Every GH Actions run for Deploy Sports Dashboard was red. 15+ consecutive runs marked failed. Discord was firing ROLLBACK alerts on every push. But the site kept working, new features kept appearing in production, and nobody noticed anything was actually broken.

The Bug

The deploy workflow polled for containers using a label filter:

LABEL="coolify.applicationId=$APP_UUID"
docker ps --filter "label=$LABEL"

Coolify labels containers with applicationId=55 (an integer internal ID), not the UUID. The UUID lives in coolify.name. Every one of the 30 polls returned empty, every deploy timed out at 5 minutes, every "rollback" fired.

The Cover-Up

The rollback logic was even more broken than the polling. It did this:

PATCH /applications/$UUID  { docker_registry_image_tag: $PREV_SHA }
GET /deploy?uuid=$UUID&force=true

Then polled the health URL for HTTP 200.

Turns out deploy?force=true ignores the config PATCH and pulls :latest anyway. So the rollback just re-deployed the same new container and got HTTP 200 from it. The workflow reported "Rollback successful" while doing nothing. Production was actually running the latest commit the whole time.

How We Found It

Manually inspecting a running container:

docker inspect <container> | grep applicationId
"coolify.applicationId": "55"

Then checking the rollback on a "failed" run — the container creation time was before the rollback timestamp. No new container was ever created by the rollback. The whole verify-rollback scheme was theater.

The Fix

One workflow file, ~40 lines simpler. Instead of filtering by the broken label:

Record the current container ID before triggering deploy
Trigger Coolify deploy
Poll by container name prefix (name=^<UUID>-), watch for a new container ID
Crash-detect the new container honestly
Verify HTTP 200 once it's up
No rollback — real failures fail loudly with a Discord alert

First real run: 4m37s, verified green. Coolify swapped to a new container on poll 3 (24 seconds), health check passed on poll 4.

The Lesson

Status lights that lie are worse than no status lights. For weeks, the workflow was telling us deploys failed when they succeeded, which meant we'd have no way to distinguish a real failure.

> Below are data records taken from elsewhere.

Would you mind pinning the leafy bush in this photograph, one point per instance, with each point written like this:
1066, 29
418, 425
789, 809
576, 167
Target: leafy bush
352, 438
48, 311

The deeper bug — that the rollback itself was a silent no-op — was hidden underneath the cosmetic bug of the broken polling.

When you see a system failing in an "impossible" way (everything broken but site works fine), that's the signal the verification layer is broken, not the thing being verified.

Added to infra docs: do not filter Coolify containers by applicationId=<UUID>. It's an integer, the UUID is in coolify.name, and the cleanest match is docker ps --filter name=^<UUID>-.